One group, which interbred with modern humans who now live across Southeast Asia and India, split from the Altai Denisovans some 363,000 years ago—fewer than 50,000 years after the Neanderthals line likely split from their common ancestor.

“I’m fully on board with that,” says Bence Viola, a paleoanthropologist at the University of Toronto and the leading expert on the little we know of Denisovan fossil morphology. He notes that as far back as 2010, when he and his colleagues first described the Denisovans, scientists noticed that the ancient hominin DNA in modern Melanesians was distinctly different than that extracted from the bone and tooth in Denisova cave. In 2014, he and his colleagues estimated these Denisovan populations split between 276,000 to 403,000 years ago, which brackets the newly proposed date.
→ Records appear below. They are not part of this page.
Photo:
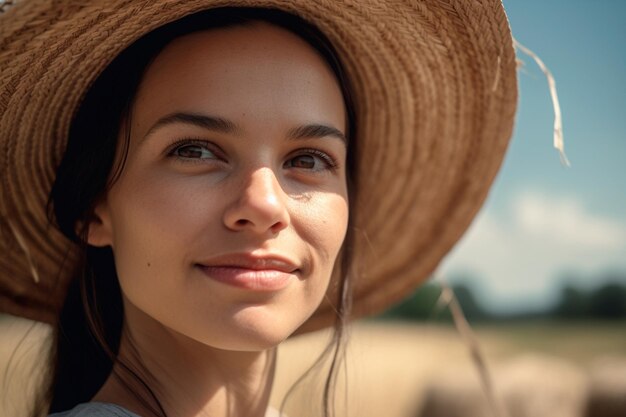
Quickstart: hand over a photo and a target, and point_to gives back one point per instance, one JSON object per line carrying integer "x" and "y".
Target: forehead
{"x": 255, "y": 69}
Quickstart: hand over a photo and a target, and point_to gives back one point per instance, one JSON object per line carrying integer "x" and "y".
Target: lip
{"x": 251, "y": 272}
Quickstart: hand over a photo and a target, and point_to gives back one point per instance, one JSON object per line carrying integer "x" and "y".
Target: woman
{"x": 223, "y": 178}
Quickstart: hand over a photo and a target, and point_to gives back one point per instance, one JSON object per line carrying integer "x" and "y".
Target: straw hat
{"x": 435, "y": 96}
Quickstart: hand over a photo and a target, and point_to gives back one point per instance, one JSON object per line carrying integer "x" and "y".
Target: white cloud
{"x": 517, "y": 256}
{"x": 565, "y": 221}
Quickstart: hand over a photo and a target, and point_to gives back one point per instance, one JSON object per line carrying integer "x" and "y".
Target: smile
{"x": 251, "y": 273}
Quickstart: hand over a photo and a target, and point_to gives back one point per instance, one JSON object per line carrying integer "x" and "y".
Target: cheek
{"x": 154, "y": 224}
{"x": 323, "y": 222}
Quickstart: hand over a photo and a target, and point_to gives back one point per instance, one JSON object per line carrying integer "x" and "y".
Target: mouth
{"x": 253, "y": 273}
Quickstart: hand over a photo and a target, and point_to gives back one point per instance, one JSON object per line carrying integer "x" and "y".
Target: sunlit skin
{"x": 227, "y": 218}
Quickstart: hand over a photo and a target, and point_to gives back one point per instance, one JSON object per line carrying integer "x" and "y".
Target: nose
{"x": 260, "y": 206}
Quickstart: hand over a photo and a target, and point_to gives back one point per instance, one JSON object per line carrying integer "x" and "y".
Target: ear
{"x": 99, "y": 227}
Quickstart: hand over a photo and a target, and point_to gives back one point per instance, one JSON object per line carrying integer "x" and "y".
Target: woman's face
{"x": 232, "y": 206}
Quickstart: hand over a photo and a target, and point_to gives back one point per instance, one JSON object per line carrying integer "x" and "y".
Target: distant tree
{"x": 608, "y": 301}
{"x": 573, "y": 303}
{"x": 471, "y": 307}
{"x": 418, "y": 306}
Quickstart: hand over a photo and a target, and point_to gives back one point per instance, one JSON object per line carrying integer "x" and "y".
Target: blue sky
{"x": 543, "y": 221}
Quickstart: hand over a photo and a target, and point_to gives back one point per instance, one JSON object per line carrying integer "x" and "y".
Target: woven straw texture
{"x": 436, "y": 94}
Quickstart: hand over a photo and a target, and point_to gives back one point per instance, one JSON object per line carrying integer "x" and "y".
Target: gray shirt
{"x": 96, "y": 410}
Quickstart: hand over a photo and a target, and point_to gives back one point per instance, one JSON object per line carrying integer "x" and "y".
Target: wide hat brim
{"x": 435, "y": 97}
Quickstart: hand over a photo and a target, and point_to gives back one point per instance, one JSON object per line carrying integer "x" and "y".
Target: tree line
{"x": 603, "y": 302}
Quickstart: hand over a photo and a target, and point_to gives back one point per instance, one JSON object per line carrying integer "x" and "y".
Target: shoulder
{"x": 96, "y": 410}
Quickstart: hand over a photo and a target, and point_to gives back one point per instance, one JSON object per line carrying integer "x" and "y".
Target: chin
{"x": 252, "y": 331}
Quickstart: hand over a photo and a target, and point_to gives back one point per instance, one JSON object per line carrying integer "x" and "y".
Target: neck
{"x": 189, "y": 379}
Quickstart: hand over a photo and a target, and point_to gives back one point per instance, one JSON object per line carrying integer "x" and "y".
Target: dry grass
{"x": 388, "y": 364}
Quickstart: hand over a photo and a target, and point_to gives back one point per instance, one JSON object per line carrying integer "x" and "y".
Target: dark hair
{"x": 88, "y": 334}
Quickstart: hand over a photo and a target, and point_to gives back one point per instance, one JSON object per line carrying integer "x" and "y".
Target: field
{"x": 389, "y": 366}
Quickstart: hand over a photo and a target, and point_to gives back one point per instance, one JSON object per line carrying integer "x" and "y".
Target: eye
{"x": 311, "y": 160}
{"x": 192, "y": 150}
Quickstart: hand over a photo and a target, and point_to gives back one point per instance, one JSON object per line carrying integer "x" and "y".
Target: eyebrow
{"x": 218, "y": 124}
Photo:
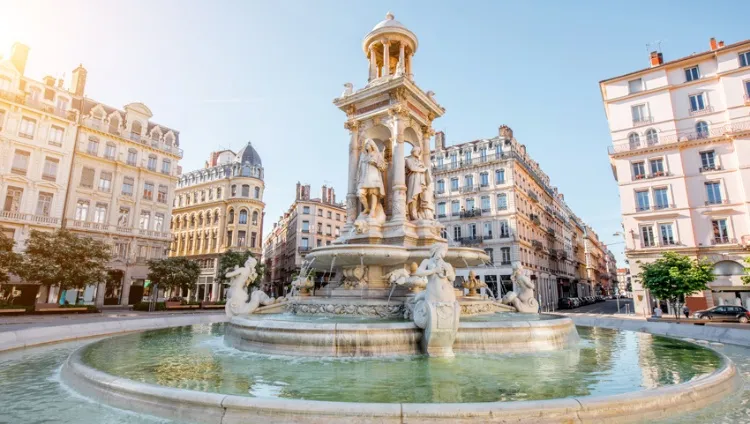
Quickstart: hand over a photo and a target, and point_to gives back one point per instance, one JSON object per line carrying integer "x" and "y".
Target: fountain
{"x": 415, "y": 349}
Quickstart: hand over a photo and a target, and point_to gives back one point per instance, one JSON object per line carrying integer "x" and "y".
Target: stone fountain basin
{"x": 386, "y": 255}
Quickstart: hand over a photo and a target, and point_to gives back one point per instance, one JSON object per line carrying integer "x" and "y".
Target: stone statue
{"x": 370, "y": 189}
{"x": 417, "y": 181}
{"x": 524, "y": 301}
{"x": 237, "y": 303}
{"x": 436, "y": 309}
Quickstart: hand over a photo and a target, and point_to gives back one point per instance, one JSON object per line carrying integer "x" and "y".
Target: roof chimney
{"x": 78, "y": 85}
{"x": 18, "y": 55}
{"x": 656, "y": 59}
{"x": 439, "y": 140}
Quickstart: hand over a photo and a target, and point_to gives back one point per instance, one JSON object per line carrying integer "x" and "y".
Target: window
{"x": 692, "y": 74}
{"x": 87, "y": 177}
{"x": 745, "y": 59}
{"x": 13, "y": 199}
{"x": 49, "y": 173}
{"x": 505, "y": 255}
{"x": 640, "y": 114}
{"x": 639, "y": 171}
{"x": 161, "y": 195}
{"x": 105, "y": 181}
{"x": 28, "y": 126}
{"x": 143, "y": 223}
{"x": 485, "y": 203}
{"x": 82, "y": 210}
{"x": 109, "y": 150}
{"x": 502, "y": 201}
{"x": 158, "y": 221}
{"x": 661, "y": 200}
{"x": 635, "y": 86}
{"x": 708, "y": 160}
{"x": 665, "y": 232}
{"x": 100, "y": 213}
{"x": 647, "y": 236}
{"x": 634, "y": 140}
{"x": 713, "y": 193}
{"x": 455, "y": 207}
{"x": 721, "y": 235}
{"x": 132, "y": 157}
{"x": 697, "y": 102}
{"x": 657, "y": 167}
{"x": 20, "y": 162}
{"x": 148, "y": 191}
{"x": 127, "y": 186}
{"x": 500, "y": 176}
{"x": 44, "y": 204}
{"x": 151, "y": 165}
{"x": 441, "y": 186}
{"x": 55, "y": 135}
{"x": 641, "y": 199}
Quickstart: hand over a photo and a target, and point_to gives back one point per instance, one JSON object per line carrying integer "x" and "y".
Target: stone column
{"x": 351, "y": 196}
{"x": 386, "y": 58}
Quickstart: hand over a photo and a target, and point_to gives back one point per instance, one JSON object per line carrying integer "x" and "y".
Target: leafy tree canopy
{"x": 173, "y": 273}
{"x": 65, "y": 259}
{"x": 673, "y": 276}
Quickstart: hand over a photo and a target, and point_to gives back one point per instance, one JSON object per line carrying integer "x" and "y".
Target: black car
{"x": 724, "y": 313}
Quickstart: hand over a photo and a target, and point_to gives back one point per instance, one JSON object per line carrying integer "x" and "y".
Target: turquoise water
{"x": 605, "y": 362}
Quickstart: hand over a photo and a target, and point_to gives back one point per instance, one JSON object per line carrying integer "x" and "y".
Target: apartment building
{"x": 679, "y": 153}
{"x": 72, "y": 162}
{"x": 309, "y": 223}
{"x": 492, "y": 195}
{"x": 217, "y": 209}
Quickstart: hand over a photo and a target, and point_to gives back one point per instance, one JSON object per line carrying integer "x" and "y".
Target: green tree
{"x": 9, "y": 260}
{"x": 230, "y": 259}
{"x": 64, "y": 259}
{"x": 674, "y": 276}
{"x": 173, "y": 273}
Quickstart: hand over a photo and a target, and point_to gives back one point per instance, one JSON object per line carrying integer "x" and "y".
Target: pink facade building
{"x": 681, "y": 156}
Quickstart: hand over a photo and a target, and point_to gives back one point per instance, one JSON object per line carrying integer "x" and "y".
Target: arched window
{"x": 701, "y": 128}
{"x": 635, "y": 140}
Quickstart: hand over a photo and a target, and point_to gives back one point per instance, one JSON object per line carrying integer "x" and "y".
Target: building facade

But the true head-scratcher of this new study is the proposed third group of Denisovans that seem to have exclusively interbred with the ancestors of populations now in New Guinea, possibly mixing with them thousands of years after both Denisovans and Neanderthals were thought to have gone extinct.

This result is giving some scientists pause. For one, the study authors propose that this means Denisovans found a way to cross deep waters with strong currents—an obstacle scientists have long thought only modern humans with boats could navigate. But a number of finds in our century have challenged this notion: the short-statured Homo floresiensis of Indonesia, who inhabited Flores perhaps as far back as 700,000 years ago; the 118,000 to 194,000-year-old stone-tools on Indonesia's Sulawesi island; and most recently, the newly named 50,000 year old H. luzonensis, in the Philippines.

But whether this is true for Denisovans is still up for debate.

“The problem is simply that we don’t have any archaeological or fossil evidence for pre-modern humans in New Guinea or Australia,” says Viola. That doesn't mean it doesn't exist, he says, but “there’s so much we don't know there.”

Evolutionary geneticist Benjamin Vernot, who developed some of the methods used in this latest analysis, has additional concerns about how the data was analyzed. While the team identified both large and small bits of Denisovan DNA in the modern genomes, they limited their analysis to only the longest DNA segments identified as Denisovan to ensure with the highest confidence that the identification was correct.

While Vernot agrees with this reasoning, he says “I’m always quite suspicious when a result that you have requires you to do some analysis, identify tens of thousands of things, and then take 500 of those and perform your analysis on that.”

Still, Vernot and other researchers are optimistic about what can be gleaned from the new genetic datasets now that others can download and pore over the alphabet soup. “This is how science works,” he says.

For their part, Cox, Sudoyo and their colleagues are currently working to understand how the bits of Denisovan DNA influence modern human health. While a lot more work is needed, they already have a few promising hints that some of the genes play central roles in the immune system and the metabolism of fat. And Cox is excited about what the future holds for Indonesian research.

“My hunch is that there’s a few more interesting stories to come out of this region.”

Editor's Note: Photo captions originally misstated the origins of the Asmat people; they are from West Papua, Indonesia.